The following figure, theta 1 and theta 2 mean model parameters.
In the model, theta 2 does not effect the data.
To validate the model, one method is to replicate the data from a known parameter and show that the mean of estimates over replications and true parameter does not differ.
The following model, the second parameter theta 2 does not affect directory the generative process of data. So, we no need to assume the true parameter theta 2 to generate the replicated data.
So, lack of the true parameter theta 2 leads us the impossibility of comparison of estimates and true parameter ?
Thanks for letting me know the idea. But I deem it is difficult to obtain some function \varphi() such that \theta_2 = \varphi( \theta_1)( = \varphi_f( \theta_1) ).
I build some hierarchical Bayesian Model with rstan and reviewers required the validation of my model. I showed some compatibility of existing methods and my proposed methods, however reviewer dose not believe such existing methods. So, I have to show the compatibility with truth !!
Thank you for letting me know the paper.
I will try to validate my model along the paper.
I really do not know such validation methods, so it may helps me.
Roughly speaking, this paper construct some test statistics which is uniformly distributed under the null hypothesis that the MCMC sampling is correct. And if MCMC sampling is not correct, then the histogram of the test statistics become skew shape and this deviation from uniformity tells us the MCMC contains bias. I want to implement but it needs to calculate the above quantities.
I have a question:
Is this method available for improper priors or improper posteriors.
How to choice the function f for the rank statistics:
I am not sure but
To focus on only one parameter then I think f=f_i=f_i(\theta_1,\theta_2,\cdots,\theta_n)=\theta_i ?.
To pool all prameters, the Euclid norm ?f=f(\theta_1,\theta_2,\cdots,\theta_n)= \sqrt{ \sum \theta_i ^2 }
Now, My model use improper priors for standard deviations or means for Gaussian. So for application of the SBC (Simulation based Calibration) I must use more stronger priors.
In the above, I use (\theta_1,\theta_2,...\theta_n) for the parameters of model (Not MCMC samples). That is (\theta_1,\theta_2,...\theta_n) \in \Theta. I am not sure how the rand statistics is affected from the definition of f.
I implement the Simulation Based Calibration (SBC) using f:\Theta \to \mathbb{R};(\theta_1,..\theta_d) \mapsto \sum\theta_i^2 for the rank statistics described in the following paper.
Then the hist gram of the rank statistics is as follows:
It shows that the histogram is far from uniformity.
I think the reason why the histogram is far from uniformity is the misspecified priors described in the section 6.1 in the paper. If data is plausible then by the function rstan::rstan::check_hmc_diagnostics() MCMC procedure is correct. However, in my model, if data from likelihood (model) with parameters from priors are not plausible, then the MCMC sampling contains divergent transitions in my model.

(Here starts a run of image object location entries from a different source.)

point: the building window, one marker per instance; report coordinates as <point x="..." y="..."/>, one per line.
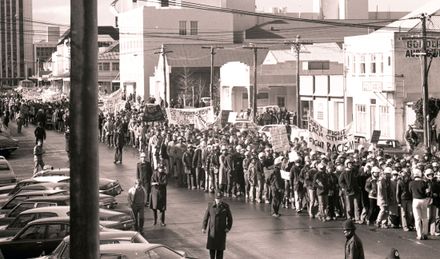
<point x="373" y="65"/>
<point x="115" y="66"/>
<point x="385" y="121"/>
<point x="106" y="66"/>
<point x="361" y="119"/>
<point x="194" y="28"/>
<point x="318" y="65"/>
<point x="182" y="27"/>
<point x="362" y="65"/>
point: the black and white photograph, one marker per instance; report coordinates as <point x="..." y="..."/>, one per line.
<point x="261" y="129"/>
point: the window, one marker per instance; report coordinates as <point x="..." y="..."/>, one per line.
<point x="373" y="65"/>
<point x="182" y="27"/>
<point x="384" y="121"/>
<point x="361" y="118"/>
<point x="115" y="66"/>
<point x="318" y="65"/>
<point x="106" y="66"/>
<point x="362" y="65"/>
<point x="194" y="27"/>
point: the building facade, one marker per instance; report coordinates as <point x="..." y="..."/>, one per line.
<point x="16" y="50"/>
<point x="384" y="77"/>
<point x="143" y="30"/>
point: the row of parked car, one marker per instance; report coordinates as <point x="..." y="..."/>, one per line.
<point x="35" y="219"/>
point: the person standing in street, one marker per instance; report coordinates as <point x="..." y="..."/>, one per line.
<point x="353" y="244"/>
<point x="136" y="200"/>
<point x="38" y="156"/>
<point x="158" y="200"/>
<point x="218" y="220"/>
<point x="40" y="133"/>
<point x="143" y="173"/>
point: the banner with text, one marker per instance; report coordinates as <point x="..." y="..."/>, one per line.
<point x="199" y="117"/>
<point x="324" y="140"/>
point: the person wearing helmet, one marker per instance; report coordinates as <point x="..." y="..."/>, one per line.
<point x="418" y="188"/>
<point x="353" y="244"/>
<point x="349" y="183"/>
<point x="320" y="182"/>
<point x="404" y="200"/>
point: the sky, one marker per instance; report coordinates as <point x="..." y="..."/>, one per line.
<point x="58" y="11"/>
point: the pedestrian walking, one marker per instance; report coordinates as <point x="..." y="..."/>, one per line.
<point x="144" y="173"/>
<point x="218" y="221"/>
<point x="40" y="133"/>
<point x="353" y="245"/>
<point x="158" y="200"/>
<point x="136" y="200"/>
<point x="38" y="156"/>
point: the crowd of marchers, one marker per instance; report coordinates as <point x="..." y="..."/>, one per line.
<point x="368" y="186"/>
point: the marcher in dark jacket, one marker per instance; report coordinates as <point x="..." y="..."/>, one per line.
<point x="158" y="200"/>
<point x="218" y="220"/>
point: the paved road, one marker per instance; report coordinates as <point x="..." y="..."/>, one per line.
<point x="255" y="234"/>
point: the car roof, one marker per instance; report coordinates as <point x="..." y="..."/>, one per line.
<point x="60" y="197"/>
<point x="132" y="247"/>
<point x="60" y="210"/>
<point x="40" y="192"/>
<point x="51" y="220"/>
<point x="112" y="235"/>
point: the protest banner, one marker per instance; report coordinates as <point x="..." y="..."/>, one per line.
<point x="199" y="117"/>
<point x="324" y="140"/>
<point x="285" y="175"/>
<point x="153" y="112"/>
<point x="279" y="139"/>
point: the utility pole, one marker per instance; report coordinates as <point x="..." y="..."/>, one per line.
<point x="164" y="52"/>
<point x="296" y="46"/>
<point x="83" y="142"/>
<point x="255" y="87"/>
<point x="211" y="80"/>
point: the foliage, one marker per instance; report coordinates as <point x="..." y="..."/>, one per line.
<point x="433" y="110"/>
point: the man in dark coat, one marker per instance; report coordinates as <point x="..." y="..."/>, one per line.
<point x="143" y="173"/>
<point x="353" y="245"/>
<point x="218" y="220"/>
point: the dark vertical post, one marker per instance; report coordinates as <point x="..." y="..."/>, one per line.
<point x="84" y="164"/>
<point x="255" y="93"/>
<point x="426" y="124"/>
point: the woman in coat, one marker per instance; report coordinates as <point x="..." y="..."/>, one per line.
<point x="158" y="200"/>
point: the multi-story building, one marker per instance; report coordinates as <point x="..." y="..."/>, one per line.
<point x="384" y="76"/>
<point x="146" y="25"/>
<point x="16" y="53"/>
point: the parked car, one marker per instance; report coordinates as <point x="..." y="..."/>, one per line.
<point x="123" y="237"/>
<point x="16" y="199"/>
<point x="9" y="190"/>
<point x="7" y="175"/>
<point x="7" y="144"/>
<point x="131" y="251"/>
<point x="38" y="237"/>
<point x="106" y="186"/>
<point x="391" y="146"/>
<point x="107" y="218"/>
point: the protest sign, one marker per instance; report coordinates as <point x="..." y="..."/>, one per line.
<point x="199" y="117"/>
<point x="324" y="140"/>
<point x="153" y="112"/>
<point x="279" y="139"/>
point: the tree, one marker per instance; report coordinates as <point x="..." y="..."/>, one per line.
<point x="433" y="110"/>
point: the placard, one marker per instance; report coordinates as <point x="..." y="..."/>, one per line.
<point x="279" y="139"/>
<point x="324" y="140"/>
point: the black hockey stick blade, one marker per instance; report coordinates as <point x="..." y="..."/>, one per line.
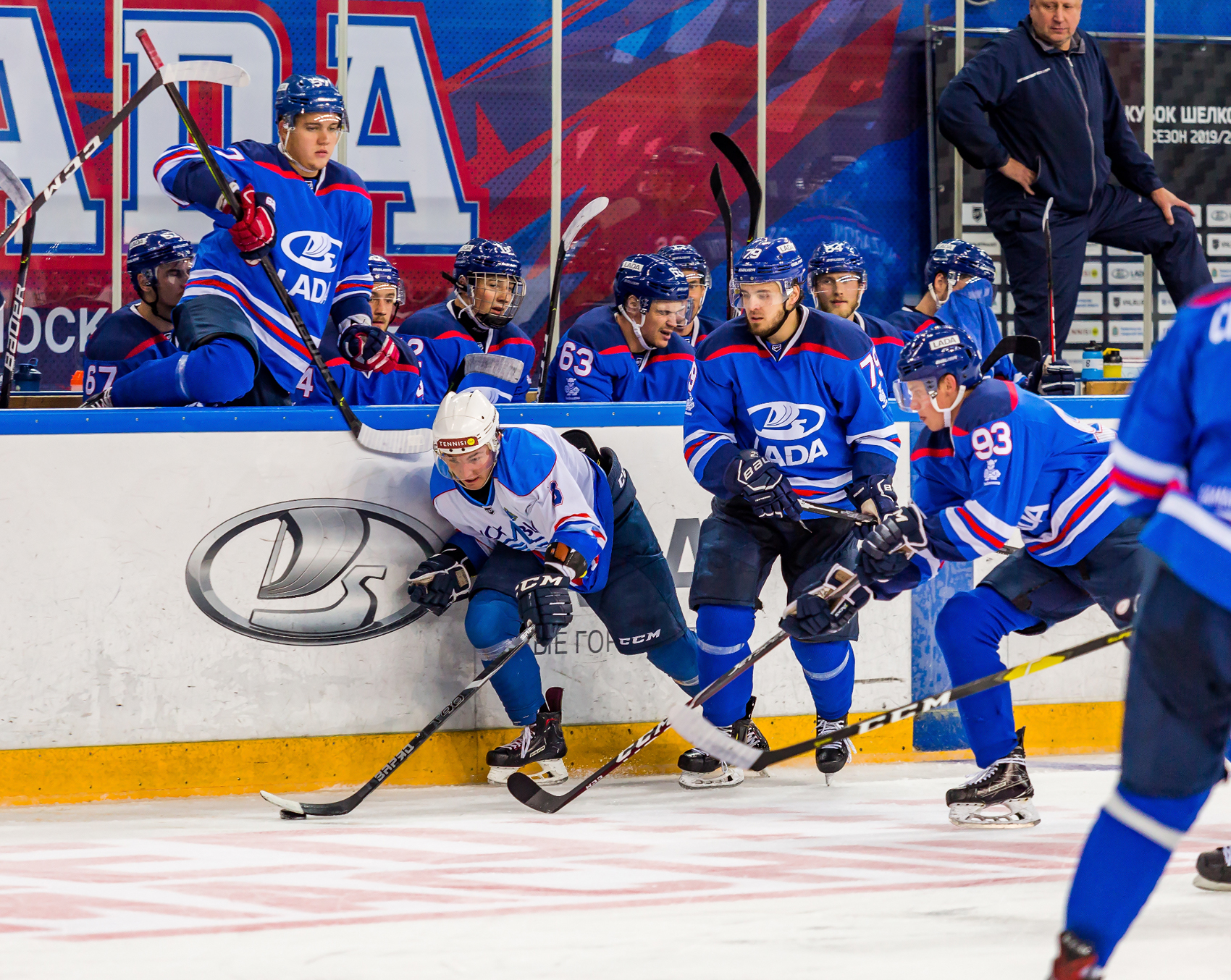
<point x="693" y="727"/>
<point x="19" y="304"/>
<point x="533" y="795"/>
<point x="724" y="208"/>
<point x="730" y="149"/>
<point x="295" y="811"/>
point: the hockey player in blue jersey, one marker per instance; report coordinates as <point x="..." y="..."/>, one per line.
<point x="786" y="404"/>
<point x="311" y="214"/>
<point x="837" y="279"/>
<point x="631" y="351"/>
<point x="158" y="266"/>
<point x="538" y="515"/>
<point x="959" y="279"/>
<point x="469" y="342"/>
<point x="993" y="458"/>
<point x="696" y="270"/>
<point x="1172" y="465"/>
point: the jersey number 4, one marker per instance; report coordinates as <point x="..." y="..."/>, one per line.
<point x="995" y="440"/>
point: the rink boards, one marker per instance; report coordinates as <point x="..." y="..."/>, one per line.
<point x="209" y="601"/>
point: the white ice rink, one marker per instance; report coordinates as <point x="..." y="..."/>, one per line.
<point x="778" y="878"/>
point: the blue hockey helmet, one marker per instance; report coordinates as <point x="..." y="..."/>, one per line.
<point x="932" y="354"/>
<point x="768" y="260"/>
<point x="385" y="274"/>
<point x="301" y="94"/>
<point x="494" y="286"/>
<point x="686" y="259"/>
<point x="149" y="250"/>
<point x="957" y="258"/>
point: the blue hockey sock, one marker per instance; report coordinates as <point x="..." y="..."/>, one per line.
<point x="678" y="662"/>
<point x="723" y="635"/>
<point x="1124" y="856"/>
<point x="492" y="621"/>
<point x="969" y="630"/>
<point x="828" y="669"/>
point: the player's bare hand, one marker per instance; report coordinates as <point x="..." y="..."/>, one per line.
<point x="1166" y="201"/>
<point x="1020" y="172"/>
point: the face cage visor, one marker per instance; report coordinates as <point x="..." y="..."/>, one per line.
<point x="492" y="298"/>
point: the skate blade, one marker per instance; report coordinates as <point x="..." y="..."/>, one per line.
<point x="1009" y="815"/>
<point x="552" y="772"/>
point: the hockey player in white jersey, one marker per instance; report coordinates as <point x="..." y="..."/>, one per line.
<point x="538" y="515"/>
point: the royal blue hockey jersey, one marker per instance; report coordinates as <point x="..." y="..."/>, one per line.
<point x="123" y="342"/>
<point x="324" y="235"/>
<point x="815" y="407"/>
<point x="543" y="490"/>
<point x="1172" y="456"/>
<point x="594" y="363"/>
<point x="499" y="366"/>
<point x="1014" y="461"/>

Generally speaking, the frequentist method is not use the prior, ( except lasso, Firth, ridge…) and my model also do not need priors when I fit my model to plausible data. But to implement the Simulation Based Calibration, I have to chose appropriate priors for drawing the plausible data.
In my case, the SBC give me validation of priors more than the validation of MCMC procedure.